Christian Living

How to troubleshoot your sacrifice

Today I’ve been thinking about sacrifice. I like to listen to the soundtrack for Star Trek Into Darkness when I’m writing so I regularly have that scene where Captain Kirk sacrifices himself to save the ship in my head. If you haven’t watched it, well, I realize there are people who don’t like Star Trek. It’s never made sense to me but I do know it is a fact of life 🙂 You can always watch the scene on youtube (although it loses something if you watch it without the context of the movie): https://youtu.be/rGOb0VmVFcQ

Anywho, sacrifice is one of the themes that pulls together many of the great stories–including Jesus’ life and death. It’s also where the rubber meets the road in the Christian life. We all sacrifice things every single day. Right now, I am sacrificing working on my novel, spending time with my kids, relaxing, and catching up on my to-do list for the sake of working on this blog. Every moment, we’re choosing to do something at the expense of all the other things we could be doing.

That’s why what you spend your time on says so much about who you are.

Sacrifice is one of those integral Christian values that I personally think we don’t spend enough time talking about. Maybe because we forget that we’re already doing it all the time. We sugarcoat sacrifice so as not to scare off non-Christians because it sounds daunting and painful. And it can be.

But imagine that I ask you whether you’d like to sacrifice your week of work for an all-expenses-paid vacation to the beach (or whatever your preferred destination is). Would you consider that a sacrifice? I bet you’d be lining up to ditch work. I know I would 🙂 I love the beach. Sacrificing to go to the beach is not a sacrifice–it is a joy.

Sacrifice is like an equation: (Present – sacrifice) + time = what God wants to give you. There are two parts to that sacrifice that change the equation: 1) the value of what you’re losing and 2) the value of what you’re gaining. You might not be so interested if I were to require your firstborn child in trade. Or a million dollars. Or your mint condition Star Trek collection 😉

Paul says he considers everything as rubbish compared to gaining Christ (Phil 3:8). In case that’s not strong enough, check out the definition for “rubbish”: “waste thrown to dogs, like filthy scraps of garbage (table-scraps, dung, muck, sweepings)” (Strongs, 4657).

So… yeah, that’s gross. It reminds me of desperately trying to convince my baby girl to let me wash the doll she carried around and sucked on every single day (we eventually cheated and bought a second one so we could trade them back and forth). It was super precious to her but also super gross.
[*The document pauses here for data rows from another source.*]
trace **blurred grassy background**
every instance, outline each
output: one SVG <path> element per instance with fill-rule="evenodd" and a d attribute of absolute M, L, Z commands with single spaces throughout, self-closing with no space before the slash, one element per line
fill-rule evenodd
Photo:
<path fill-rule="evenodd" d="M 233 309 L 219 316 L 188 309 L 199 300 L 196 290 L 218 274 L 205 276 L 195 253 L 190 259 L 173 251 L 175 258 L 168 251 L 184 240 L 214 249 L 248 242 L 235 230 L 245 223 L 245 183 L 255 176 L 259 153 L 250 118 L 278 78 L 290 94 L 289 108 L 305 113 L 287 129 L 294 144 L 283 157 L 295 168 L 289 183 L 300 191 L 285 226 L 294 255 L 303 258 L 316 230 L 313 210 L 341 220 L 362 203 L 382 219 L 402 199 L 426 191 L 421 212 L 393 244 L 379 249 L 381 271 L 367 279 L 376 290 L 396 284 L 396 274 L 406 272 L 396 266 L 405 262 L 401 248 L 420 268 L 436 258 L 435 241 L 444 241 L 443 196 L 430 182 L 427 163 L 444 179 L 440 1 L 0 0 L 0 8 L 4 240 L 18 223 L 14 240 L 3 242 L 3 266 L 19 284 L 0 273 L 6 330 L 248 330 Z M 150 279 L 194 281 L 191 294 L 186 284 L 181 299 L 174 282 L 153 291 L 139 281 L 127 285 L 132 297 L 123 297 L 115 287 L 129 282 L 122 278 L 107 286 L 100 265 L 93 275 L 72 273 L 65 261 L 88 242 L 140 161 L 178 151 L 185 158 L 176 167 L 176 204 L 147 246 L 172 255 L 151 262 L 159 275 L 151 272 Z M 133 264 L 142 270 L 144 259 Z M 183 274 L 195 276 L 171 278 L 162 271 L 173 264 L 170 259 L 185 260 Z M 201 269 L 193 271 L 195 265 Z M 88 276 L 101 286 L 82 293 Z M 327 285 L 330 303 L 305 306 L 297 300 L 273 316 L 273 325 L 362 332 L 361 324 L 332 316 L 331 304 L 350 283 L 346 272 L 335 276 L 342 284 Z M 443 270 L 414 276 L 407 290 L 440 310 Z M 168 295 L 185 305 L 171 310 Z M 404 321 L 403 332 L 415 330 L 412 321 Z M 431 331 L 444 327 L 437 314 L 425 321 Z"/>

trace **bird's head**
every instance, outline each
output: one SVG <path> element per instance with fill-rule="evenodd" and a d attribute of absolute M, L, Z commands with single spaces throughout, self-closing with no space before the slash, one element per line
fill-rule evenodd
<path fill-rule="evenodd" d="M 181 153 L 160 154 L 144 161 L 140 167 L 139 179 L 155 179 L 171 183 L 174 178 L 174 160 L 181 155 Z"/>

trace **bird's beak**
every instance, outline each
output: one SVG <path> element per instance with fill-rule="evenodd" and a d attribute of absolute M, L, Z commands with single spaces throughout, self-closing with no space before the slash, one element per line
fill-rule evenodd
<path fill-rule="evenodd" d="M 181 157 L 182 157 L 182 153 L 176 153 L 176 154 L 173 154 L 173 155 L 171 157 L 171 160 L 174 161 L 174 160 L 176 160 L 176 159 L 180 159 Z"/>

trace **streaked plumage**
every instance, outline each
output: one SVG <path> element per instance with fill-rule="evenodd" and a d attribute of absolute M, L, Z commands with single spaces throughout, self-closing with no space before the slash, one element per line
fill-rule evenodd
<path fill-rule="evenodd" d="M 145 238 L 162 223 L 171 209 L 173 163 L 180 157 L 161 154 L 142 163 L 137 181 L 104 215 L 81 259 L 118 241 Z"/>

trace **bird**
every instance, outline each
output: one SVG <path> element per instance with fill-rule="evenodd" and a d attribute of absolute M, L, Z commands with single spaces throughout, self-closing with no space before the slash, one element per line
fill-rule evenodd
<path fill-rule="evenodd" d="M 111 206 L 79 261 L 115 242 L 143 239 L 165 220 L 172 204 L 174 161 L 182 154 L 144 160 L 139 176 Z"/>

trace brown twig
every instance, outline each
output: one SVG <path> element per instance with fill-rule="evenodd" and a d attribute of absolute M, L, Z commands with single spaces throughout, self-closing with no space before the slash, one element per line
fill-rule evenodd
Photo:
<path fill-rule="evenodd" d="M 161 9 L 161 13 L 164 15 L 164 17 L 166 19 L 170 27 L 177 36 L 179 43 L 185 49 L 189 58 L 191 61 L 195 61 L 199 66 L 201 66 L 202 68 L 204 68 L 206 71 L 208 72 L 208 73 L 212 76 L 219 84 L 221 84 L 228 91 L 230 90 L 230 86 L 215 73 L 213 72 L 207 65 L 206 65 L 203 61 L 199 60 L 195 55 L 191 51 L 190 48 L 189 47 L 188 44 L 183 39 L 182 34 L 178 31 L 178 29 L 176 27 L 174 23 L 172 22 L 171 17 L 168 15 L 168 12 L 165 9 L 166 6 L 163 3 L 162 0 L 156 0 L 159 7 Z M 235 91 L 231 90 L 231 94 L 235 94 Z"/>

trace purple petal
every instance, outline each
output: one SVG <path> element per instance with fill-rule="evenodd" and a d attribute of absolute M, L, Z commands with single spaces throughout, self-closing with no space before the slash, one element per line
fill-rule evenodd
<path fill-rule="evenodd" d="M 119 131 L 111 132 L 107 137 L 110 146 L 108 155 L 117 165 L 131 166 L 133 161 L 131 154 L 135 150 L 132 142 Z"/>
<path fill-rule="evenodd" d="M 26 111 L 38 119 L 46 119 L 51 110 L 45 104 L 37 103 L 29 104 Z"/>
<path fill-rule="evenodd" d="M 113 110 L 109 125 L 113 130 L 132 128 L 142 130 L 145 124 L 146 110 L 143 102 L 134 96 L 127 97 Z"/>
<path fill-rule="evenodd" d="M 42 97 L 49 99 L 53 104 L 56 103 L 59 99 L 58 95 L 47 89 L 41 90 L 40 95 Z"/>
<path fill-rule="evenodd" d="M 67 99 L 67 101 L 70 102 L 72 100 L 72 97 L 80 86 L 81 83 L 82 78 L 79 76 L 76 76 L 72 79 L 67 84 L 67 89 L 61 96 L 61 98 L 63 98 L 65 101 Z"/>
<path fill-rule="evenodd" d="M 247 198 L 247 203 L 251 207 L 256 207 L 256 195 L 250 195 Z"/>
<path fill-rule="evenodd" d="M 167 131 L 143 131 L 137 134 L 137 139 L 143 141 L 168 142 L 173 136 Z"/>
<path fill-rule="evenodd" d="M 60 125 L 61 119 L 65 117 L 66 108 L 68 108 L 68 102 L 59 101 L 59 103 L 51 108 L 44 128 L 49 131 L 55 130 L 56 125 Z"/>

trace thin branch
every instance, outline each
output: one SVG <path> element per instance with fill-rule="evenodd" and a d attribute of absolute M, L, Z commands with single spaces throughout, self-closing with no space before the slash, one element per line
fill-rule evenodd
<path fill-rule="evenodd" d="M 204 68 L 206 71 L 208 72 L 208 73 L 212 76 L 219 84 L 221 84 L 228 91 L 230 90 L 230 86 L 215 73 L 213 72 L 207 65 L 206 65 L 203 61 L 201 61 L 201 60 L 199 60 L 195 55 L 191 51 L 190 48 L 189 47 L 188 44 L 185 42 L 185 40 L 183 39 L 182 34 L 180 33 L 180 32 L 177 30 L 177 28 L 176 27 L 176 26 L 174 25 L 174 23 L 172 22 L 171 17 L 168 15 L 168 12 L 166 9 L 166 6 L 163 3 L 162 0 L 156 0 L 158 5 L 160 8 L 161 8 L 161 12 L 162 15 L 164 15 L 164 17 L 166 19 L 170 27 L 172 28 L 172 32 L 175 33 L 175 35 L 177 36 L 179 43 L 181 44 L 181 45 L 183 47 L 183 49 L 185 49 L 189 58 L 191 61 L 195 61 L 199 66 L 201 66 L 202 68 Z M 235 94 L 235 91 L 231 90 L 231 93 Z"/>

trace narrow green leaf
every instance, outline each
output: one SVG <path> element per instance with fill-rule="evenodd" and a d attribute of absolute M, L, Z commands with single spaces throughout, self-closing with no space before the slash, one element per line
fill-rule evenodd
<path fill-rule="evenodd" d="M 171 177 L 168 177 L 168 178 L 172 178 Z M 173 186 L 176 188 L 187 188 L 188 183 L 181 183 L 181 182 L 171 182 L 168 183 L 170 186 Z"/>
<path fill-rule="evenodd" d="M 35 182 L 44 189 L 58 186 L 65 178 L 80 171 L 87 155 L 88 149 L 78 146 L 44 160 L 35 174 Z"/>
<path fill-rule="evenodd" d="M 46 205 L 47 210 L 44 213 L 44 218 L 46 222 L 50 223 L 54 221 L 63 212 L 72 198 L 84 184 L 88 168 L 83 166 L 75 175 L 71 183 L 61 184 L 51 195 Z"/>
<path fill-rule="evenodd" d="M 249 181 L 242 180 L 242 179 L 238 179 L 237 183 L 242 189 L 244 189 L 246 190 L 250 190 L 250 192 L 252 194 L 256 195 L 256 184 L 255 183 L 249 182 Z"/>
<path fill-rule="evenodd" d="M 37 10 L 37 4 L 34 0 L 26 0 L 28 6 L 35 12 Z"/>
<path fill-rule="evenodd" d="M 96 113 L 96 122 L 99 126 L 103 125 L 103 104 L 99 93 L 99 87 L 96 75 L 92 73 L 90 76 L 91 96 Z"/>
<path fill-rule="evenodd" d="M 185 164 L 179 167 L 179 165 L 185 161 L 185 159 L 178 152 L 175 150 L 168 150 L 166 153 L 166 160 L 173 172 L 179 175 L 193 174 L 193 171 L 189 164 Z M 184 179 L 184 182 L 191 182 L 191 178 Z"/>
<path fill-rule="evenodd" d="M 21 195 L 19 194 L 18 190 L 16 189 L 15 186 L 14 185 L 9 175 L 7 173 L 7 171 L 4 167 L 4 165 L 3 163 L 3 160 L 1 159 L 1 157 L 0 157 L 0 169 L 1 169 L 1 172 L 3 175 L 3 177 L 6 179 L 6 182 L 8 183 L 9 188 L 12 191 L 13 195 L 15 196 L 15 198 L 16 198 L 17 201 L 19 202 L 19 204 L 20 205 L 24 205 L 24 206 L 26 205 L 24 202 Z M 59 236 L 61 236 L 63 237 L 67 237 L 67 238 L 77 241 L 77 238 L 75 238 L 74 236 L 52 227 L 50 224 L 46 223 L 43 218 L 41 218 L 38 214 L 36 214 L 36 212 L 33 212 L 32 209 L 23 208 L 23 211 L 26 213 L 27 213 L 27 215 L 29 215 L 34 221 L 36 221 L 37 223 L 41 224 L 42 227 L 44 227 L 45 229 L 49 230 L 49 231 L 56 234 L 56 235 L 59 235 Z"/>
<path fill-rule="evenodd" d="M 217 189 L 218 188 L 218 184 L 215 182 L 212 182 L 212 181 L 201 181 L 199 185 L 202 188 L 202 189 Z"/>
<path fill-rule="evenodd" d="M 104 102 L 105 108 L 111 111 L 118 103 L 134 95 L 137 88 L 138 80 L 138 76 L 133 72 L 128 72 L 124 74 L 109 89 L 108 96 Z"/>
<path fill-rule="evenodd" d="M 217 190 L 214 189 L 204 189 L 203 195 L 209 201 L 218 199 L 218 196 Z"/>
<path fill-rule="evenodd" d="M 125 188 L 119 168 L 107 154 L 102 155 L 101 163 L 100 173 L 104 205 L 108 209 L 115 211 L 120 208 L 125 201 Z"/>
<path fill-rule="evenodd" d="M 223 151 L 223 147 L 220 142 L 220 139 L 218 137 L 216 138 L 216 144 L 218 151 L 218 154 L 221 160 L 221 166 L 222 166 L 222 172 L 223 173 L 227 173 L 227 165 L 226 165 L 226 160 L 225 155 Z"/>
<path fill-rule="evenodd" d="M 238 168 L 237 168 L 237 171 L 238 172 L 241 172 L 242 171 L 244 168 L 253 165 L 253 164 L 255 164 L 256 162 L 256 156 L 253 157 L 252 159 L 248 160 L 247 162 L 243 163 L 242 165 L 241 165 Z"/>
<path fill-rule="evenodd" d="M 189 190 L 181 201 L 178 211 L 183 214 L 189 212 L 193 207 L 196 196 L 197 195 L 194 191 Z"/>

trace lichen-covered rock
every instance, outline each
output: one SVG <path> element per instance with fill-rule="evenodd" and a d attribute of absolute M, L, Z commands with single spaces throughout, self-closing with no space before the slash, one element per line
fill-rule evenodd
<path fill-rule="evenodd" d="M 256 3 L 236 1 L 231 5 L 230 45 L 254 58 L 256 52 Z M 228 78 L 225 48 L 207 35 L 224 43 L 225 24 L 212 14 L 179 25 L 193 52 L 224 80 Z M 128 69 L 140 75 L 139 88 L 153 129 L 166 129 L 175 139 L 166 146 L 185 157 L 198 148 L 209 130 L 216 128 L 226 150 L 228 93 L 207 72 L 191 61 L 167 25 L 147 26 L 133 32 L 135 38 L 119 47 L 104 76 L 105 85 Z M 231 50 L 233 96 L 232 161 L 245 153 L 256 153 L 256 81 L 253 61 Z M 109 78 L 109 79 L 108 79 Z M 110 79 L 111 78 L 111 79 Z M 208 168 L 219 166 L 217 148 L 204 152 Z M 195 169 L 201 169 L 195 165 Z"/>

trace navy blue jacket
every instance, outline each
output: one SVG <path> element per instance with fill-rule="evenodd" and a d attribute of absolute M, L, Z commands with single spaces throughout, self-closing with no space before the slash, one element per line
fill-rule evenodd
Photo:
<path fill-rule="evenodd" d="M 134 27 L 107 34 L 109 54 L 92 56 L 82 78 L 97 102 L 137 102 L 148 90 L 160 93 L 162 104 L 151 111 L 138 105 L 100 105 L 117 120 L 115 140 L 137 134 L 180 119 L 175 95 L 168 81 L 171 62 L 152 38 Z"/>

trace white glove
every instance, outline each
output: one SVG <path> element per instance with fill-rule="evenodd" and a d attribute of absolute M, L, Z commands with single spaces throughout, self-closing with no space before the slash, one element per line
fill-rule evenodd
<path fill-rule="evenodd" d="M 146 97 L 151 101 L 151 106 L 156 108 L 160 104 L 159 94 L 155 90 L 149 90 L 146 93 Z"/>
That’s the kind of sacrifice God calls us to. He doesn’t just take something from us without giving us something even better. Like Jesus talked about with the grain of wheat–all seeds have to “die” to turn into plants (Jn 12:24). We sacrifice and God grows something awesome out of it (Rom. 8:28; Jas 1:17; Heb. 12:1-2). Sometimes it might be something completely different. Sometimes it might be the same thing–just sanctified and made into something that benefits us (vs. a germ-ridden, dingy doll).

I was reminded today that when I struggle to sacrifice something to God, it has everything to do with my perspective. Do I really believe God wants to give me something better? Do I really believe something better exists? And am I willing to be patient? Seeds don’t grow overnight. Dolls take time to wash. Sacrifices take time to bear fruit.

So what about you? What is God calling you to sacrifice? And, if you’re struggling to go through with it, which side of the equation is the problem at?